I had hoped we'd see the end of this with the introduction of Peter Capaldi and see an older more mature Doctor, but I was horrified to find that the slapstick was still there. Yes there should most definitely be that element of eccentricity with the Doctor and Capaldi played it fantastically, but the writers just seemed to feel it necessary to have him clumsily jumping from a window to end up hanging upside down from a tree talking to a horse. Something I would have forgiven with Matt Smith but was so out of place with Capaldi's style. When they allowed Capaldi to act, and boy did he, he was amazing. The writers just need to let him be less of a physical Doctor like Matt Smith was and let him be more about words rather than actions. A thinker not a clown.
Let me just say I did enjoy the episode, it held me for it's entirety but I feel this was mainly down to the introduction of a new Doctor and less because of the story itself. A story which gave me a real feeling of the old "deja vu."
Just like the body harvesting cyborg villain of the episode the story felt like a mish mash of used parts. It just wasn't the grand spectacle I had expected from a debut episode introducing a new Doctor, it came across more like a mid season episode that would be a bit of filler in the midst of the larger story. At the end it just left me feeling a bit flat, and it started off so promisingly.
Opening with a (somewhat off scale) Tyrannosaurus Rex in the Thames of Victorian London coughing up the Tardis, I thought "great" we're on for a winner here. But when they killed off said dinosaur in the first ten minutes, probably due to the CGI budget drying up, I could't help but feel the first twang of disappointment that would be reoccurring thing throughout the episode.
Instead of it becoming the monster movie style epic that it promised to be we instead ended up with a storyline that to me has become a Dr. Who staple, a formulaic go to plot for when all the ideas have run out. As plot red herrings go, it was a corker and would have worked fantastically if it hadn't led to a less than engaging story. You know the one, mysterious creature killing off innocent londoners, ooh how evil, oh wait not evil just ancient and doing what it can to survive the only way it knows how. Cue sympathy for villain and moral dilemma for Doctor who has to vanquish said villain with a tear in his eye and a lump of regret in his throat. It's a good story the first few times, but it's getting a bit old. I'm not saying the giant monster/dinosaur running rampant in London would have been any more original for an episode of Dr. Who, but at least there would have been some action and excitement.

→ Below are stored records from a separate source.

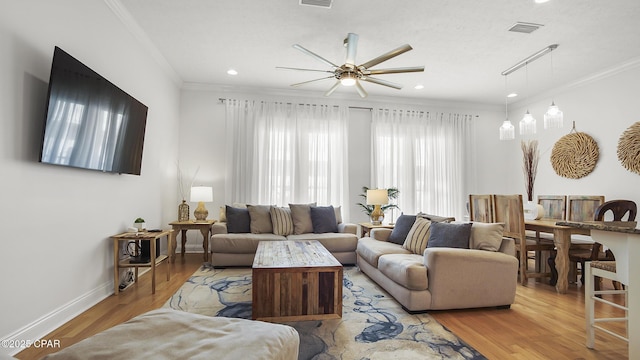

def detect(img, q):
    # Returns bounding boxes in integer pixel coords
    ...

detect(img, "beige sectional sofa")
[356,214,518,311]
[210,204,358,267]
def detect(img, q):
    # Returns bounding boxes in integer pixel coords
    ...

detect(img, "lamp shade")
[191,186,213,202]
[367,189,389,205]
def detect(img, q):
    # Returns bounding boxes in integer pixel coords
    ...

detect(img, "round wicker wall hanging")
[618,121,640,174]
[551,131,599,179]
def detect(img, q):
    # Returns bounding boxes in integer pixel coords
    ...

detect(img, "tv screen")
[40,47,148,175]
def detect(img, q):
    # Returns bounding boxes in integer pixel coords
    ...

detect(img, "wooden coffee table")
[252,240,342,322]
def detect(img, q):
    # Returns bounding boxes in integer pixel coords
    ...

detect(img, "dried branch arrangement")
[618,121,640,174]
[520,140,540,201]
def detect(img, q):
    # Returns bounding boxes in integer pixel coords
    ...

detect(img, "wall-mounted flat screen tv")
[40,47,148,175]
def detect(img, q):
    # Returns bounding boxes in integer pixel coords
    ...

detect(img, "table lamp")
[367,189,389,225]
[191,186,213,221]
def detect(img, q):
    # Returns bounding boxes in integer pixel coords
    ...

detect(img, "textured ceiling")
[119,0,640,104]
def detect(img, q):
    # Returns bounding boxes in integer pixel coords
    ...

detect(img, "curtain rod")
[218,98,373,110]
[501,44,558,76]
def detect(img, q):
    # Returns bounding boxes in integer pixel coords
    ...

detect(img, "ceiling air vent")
[509,22,544,34]
[300,0,333,9]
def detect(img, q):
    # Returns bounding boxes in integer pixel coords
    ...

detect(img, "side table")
[358,223,395,238]
[111,230,175,295]
[169,219,216,263]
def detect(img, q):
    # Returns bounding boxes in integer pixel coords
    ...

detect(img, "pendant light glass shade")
[520,110,536,135]
[500,119,516,140]
[544,101,564,129]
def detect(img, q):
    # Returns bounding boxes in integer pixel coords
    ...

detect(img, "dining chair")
[469,194,495,223]
[569,200,638,291]
[492,194,554,285]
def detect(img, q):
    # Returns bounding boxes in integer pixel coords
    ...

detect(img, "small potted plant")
[133,218,147,231]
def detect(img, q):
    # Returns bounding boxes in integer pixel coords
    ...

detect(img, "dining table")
[524,218,591,294]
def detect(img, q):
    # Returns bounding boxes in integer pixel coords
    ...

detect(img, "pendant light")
[500,75,516,140]
[544,48,564,129]
[520,63,536,135]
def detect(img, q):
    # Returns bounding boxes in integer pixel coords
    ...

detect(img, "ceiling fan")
[276,33,424,98]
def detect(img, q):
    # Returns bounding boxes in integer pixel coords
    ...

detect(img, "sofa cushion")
[402,217,431,255]
[247,205,273,234]
[225,205,251,234]
[417,212,456,222]
[269,206,293,236]
[427,222,472,249]
[289,203,316,234]
[310,206,338,234]
[211,233,286,253]
[356,238,411,267]
[388,215,416,245]
[469,222,504,251]
[287,233,358,253]
[378,254,429,290]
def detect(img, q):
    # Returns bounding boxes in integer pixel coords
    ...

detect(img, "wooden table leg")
[553,229,571,294]
[180,229,187,258]
[200,226,211,262]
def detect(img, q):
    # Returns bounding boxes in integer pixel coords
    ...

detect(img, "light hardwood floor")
[16,254,628,360]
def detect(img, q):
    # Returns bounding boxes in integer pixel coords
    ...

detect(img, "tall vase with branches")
[520,140,540,201]
[520,140,544,220]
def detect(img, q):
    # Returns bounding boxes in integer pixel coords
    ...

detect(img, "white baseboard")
[0,281,113,356]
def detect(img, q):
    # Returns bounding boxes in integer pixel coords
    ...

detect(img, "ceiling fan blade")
[324,80,340,96]
[276,66,333,74]
[358,44,413,69]
[362,66,424,75]
[356,81,367,98]
[345,33,358,68]
[291,75,335,86]
[293,44,338,68]
[362,76,402,90]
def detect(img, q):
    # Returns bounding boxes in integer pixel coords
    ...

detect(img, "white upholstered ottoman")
[44,309,300,360]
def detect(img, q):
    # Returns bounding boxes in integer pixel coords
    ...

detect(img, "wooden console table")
[251,240,343,322]
[169,220,216,263]
[111,230,175,295]
[358,223,395,238]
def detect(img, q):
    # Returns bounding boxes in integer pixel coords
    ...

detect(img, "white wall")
[478,59,640,205]
[0,0,180,353]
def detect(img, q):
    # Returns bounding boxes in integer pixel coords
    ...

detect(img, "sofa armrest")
[211,222,227,236]
[424,248,518,309]
[369,228,392,241]
[338,223,358,235]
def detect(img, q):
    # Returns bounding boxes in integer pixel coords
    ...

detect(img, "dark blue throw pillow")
[389,215,416,245]
[311,206,338,234]
[225,205,251,234]
[427,222,472,249]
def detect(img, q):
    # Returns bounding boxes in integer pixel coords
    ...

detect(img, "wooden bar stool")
[584,261,629,349]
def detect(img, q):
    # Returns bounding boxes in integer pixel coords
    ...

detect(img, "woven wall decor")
[618,121,640,174]
[551,132,599,179]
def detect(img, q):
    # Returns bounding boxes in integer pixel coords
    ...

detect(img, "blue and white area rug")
[164,266,486,360]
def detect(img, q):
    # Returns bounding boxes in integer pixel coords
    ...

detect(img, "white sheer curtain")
[225,99,349,213]
[371,109,472,220]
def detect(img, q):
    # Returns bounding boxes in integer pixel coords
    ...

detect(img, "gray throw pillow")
[389,215,416,245]
[310,206,338,234]
[225,205,251,234]
[427,222,471,249]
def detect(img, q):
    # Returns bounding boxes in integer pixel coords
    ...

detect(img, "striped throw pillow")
[269,206,293,236]
[402,217,431,255]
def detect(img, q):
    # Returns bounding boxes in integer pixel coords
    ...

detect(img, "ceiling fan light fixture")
[340,72,356,86]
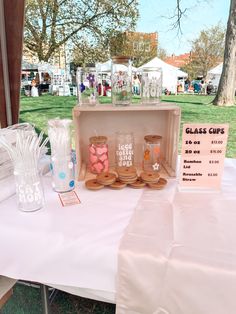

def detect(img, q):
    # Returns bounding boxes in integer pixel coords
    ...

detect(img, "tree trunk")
[213,0,236,106]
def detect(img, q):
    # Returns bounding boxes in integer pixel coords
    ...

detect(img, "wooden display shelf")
[73,102,181,180]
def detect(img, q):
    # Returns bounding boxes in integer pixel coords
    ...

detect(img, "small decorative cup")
[89,136,109,173]
[115,132,134,167]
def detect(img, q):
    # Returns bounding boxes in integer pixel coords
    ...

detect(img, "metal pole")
[0,0,12,125]
[40,284,50,314]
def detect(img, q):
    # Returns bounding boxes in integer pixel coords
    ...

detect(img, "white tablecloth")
[0,177,143,302]
[0,160,236,314]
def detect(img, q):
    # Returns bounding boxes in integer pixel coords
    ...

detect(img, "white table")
[0,173,143,302]
[0,159,236,314]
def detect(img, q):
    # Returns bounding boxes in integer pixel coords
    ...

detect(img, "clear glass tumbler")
[115,132,134,167]
[14,164,44,212]
[50,155,75,193]
[141,67,162,105]
[111,56,132,106]
[143,135,162,171]
[76,67,98,106]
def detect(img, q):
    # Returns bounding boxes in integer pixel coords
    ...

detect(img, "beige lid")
[89,136,107,144]
[144,135,162,144]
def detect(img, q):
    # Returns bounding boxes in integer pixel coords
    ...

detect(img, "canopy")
[0,0,25,127]
[21,60,58,73]
[138,57,188,93]
[207,62,223,86]
[96,60,138,73]
[208,62,223,75]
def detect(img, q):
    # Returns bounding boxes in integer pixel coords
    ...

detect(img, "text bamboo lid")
[89,136,107,144]
[144,135,162,144]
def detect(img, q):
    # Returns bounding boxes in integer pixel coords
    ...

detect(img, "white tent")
[96,60,137,73]
[207,62,223,86]
[138,57,188,93]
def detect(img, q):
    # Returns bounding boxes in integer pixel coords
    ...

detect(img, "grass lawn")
[20,95,236,158]
[0,95,236,314]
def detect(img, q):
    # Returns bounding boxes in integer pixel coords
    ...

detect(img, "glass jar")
[143,135,162,171]
[50,154,75,193]
[76,67,97,106]
[141,67,162,105]
[14,167,44,212]
[111,56,132,106]
[115,132,134,167]
[48,119,75,193]
[89,136,109,174]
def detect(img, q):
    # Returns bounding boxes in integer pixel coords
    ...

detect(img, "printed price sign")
[179,124,229,189]
[58,191,81,206]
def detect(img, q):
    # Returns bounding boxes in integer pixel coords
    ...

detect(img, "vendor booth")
[0,0,236,314]
[138,57,188,94]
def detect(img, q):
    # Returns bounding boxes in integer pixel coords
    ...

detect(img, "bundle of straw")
[0,130,48,172]
[48,119,72,158]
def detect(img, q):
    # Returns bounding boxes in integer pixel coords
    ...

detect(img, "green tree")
[213,0,236,106]
[183,24,225,78]
[172,0,236,106]
[157,46,168,60]
[24,0,138,61]
[72,39,109,66]
[110,31,157,67]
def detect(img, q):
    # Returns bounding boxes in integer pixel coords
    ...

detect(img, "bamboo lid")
[89,136,107,145]
[144,135,162,144]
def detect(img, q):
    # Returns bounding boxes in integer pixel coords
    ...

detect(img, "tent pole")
[0,0,12,125]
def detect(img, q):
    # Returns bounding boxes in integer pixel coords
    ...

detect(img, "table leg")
[40,284,50,314]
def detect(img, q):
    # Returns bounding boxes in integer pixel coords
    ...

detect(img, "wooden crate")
[73,103,181,180]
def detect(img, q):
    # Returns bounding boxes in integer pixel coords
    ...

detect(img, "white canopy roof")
[96,60,137,72]
[138,57,188,93]
[208,62,223,75]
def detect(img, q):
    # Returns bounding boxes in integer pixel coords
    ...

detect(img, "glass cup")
[14,164,44,212]
[111,56,132,106]
[77,67,97,106]
[50,155,75,193]
[115,132,134,167]
[89,136,109,174]
[141,67,162,105]
[143,135,162,171]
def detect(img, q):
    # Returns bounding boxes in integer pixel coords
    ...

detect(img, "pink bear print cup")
[89,136,109,174]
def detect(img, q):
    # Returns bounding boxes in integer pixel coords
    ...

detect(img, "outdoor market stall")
[0,156,236,314]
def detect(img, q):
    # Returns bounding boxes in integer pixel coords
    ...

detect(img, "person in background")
[132,74,140,95]
[31,79,39,97]
[184,78,190,93]
[201,80,207,95]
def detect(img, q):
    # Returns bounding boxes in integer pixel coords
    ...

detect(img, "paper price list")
[180,124,228,188]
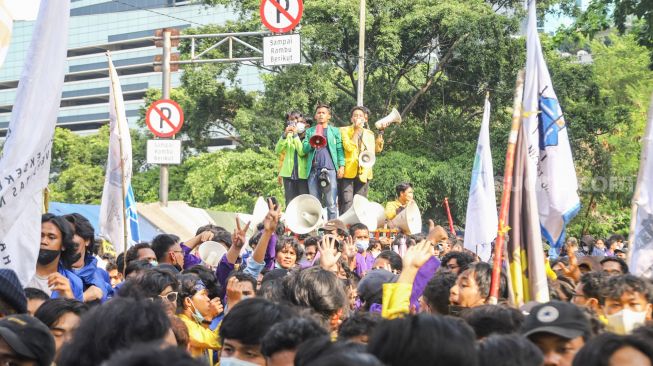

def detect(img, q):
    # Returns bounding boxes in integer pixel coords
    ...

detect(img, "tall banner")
[0,0,70,284]
[630,96,653,278]
[100,57,136,254]
[465,96,499,262]
[523,0,580,255]
[0,0,14,67]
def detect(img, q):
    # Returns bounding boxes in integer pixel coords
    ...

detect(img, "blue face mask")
[354,240,370,252]
[220,357,256,366]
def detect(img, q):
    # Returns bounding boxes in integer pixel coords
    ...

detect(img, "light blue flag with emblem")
[522,0,580,256]
[465,96,499,262]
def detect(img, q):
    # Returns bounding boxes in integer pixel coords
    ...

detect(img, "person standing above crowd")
[275,111,308,206]
[338,106,383,215]
[26,214,84,301]
[303,103,345,220]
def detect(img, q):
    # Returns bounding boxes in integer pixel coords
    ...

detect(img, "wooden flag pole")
[488,69,525,304]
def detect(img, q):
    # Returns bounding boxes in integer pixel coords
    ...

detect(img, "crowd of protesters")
[0,200,653,366]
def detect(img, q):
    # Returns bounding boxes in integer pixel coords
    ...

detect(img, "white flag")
[465,93,499,262]
[100,57,132,254]
[522,0,580,251]
[0,0,14,67]
[630,96,653,278]
[0,0,70,284]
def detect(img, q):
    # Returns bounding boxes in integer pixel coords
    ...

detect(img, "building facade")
[0,0,263,137]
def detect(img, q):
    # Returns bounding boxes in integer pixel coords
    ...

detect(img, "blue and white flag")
[630,96,653,279]
[100,56,138,254]
[0,0,70,285]
[522,0,580,255]
[465,93,499,262]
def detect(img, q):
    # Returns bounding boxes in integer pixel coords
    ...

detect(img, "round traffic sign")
[259,0,304,33]
[145,99,184,137]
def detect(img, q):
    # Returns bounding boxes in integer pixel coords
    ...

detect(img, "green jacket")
[275,135,308,179]
[304,125,345,176]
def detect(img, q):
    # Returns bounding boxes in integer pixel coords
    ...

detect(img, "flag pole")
[488,69,525,304]
[444,197,456,236]
[107,51,129,258]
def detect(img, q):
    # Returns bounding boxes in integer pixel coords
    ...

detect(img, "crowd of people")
[0,199,653,366]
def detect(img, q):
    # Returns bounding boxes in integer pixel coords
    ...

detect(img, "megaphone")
[358,150,376,168]
[338,194,378,231]
[374,108,401,130]
[370,202,385,229]
[284,194,322,235]
[197,241,227,268]
[308,124,326,149]
[390,201,422,235]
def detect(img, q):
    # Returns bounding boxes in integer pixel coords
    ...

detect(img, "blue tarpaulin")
[49,202,163,241]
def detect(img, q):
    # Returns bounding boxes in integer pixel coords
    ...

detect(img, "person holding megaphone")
[338,106,384,215]
[303,103,345,220]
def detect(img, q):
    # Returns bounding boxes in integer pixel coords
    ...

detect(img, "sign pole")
[356,0,365,107]
[159,29,172,207]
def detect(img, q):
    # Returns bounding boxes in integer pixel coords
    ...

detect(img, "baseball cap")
[522,301,590,339]
[0,268,27,313]
[0,314,55,366]
[320,219,347,233]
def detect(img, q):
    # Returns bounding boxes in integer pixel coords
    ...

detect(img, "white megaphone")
[284,194,322,235]
[374,108,401,130]
[358,150,376,168]
[338,194,378,231]
[197,241,227,268]
[390,201,422,235]
[370,202,385,229]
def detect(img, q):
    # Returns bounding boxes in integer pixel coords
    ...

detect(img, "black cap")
[522,301,590,339]
[0,314,55,366]
[0,268,27,314]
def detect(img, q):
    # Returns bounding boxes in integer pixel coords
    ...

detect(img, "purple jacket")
[410,257,440,311]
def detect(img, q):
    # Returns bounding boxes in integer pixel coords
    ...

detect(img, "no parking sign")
[259,0,304,33]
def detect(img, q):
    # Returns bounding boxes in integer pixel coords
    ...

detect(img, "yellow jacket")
[385,200,403,220]
[340,125,383,183]
[177,314,222,365]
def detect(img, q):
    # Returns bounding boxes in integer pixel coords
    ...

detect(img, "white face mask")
[220,357,257,366]
[607,309,646,335]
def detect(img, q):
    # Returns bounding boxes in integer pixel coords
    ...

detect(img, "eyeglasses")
[159,292,179,303]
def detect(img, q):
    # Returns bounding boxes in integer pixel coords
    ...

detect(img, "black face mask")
[36,249,61,266]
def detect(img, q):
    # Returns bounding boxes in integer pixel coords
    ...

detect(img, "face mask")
[190,300,206,324]
[607,309,646,335]
[36,249,61,266]
[220,357,256,366]
[354,240,370,252]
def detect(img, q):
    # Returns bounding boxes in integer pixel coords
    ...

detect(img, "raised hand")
[318,235,341,272]
[231,218,252,248]
[263,198,281,232]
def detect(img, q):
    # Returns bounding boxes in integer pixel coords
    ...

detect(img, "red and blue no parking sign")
[260,0,304,33]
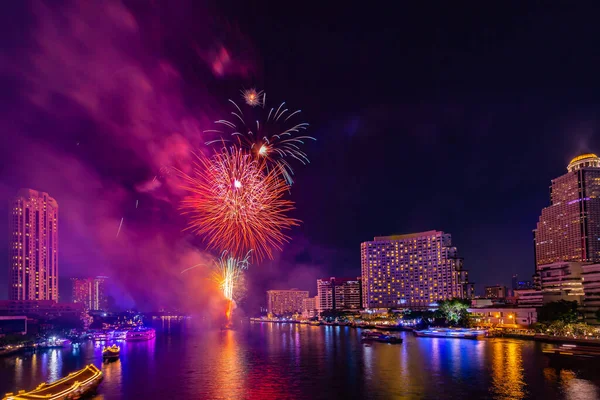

However, what I think they were going for was less about the adventure and more about the characters, with the adventure serving as nothing more than a backdrop. Peter Capaldi puts in a fantastic performance as the newly regenerated Doctor struggling to come to terms with his new identity, baffled by the older face he had "chosen." Delivering lines like 'I'm covered in lines. But I didn't do the frowning. Who frowned me these lines?' The confusion and almost anguish for his lost youthfulness is portrayed marvellously.
Clara has always been a companion who I've disliked or simply felt an overwhelming indifference for. However her own struggles with the Doctor's new identity is very well done as she states 'I don't think I know who the Doctor is anymore.' Her own longing for her Doctor mirrors Capaldi's Doctor's own anguish and confusion. Reminiscent of Rose's struggle to come to terms with the Ecclestone to Tenant regeneration.
For me the highlight was the ending in which the Doctor shows his vulnerability through a time travelling phone call from Matt Smith's Doctor appealing to Clara to help the new Doctor "find himself" so yo speak, a genuinely emotional piece of television.
In summary the episode showed us what a great Doctor Peter Capaldi can be if the writers would just drop the silliness and slapstick. Although a lacklustre story it was still enjoyable and showed us what the future promises.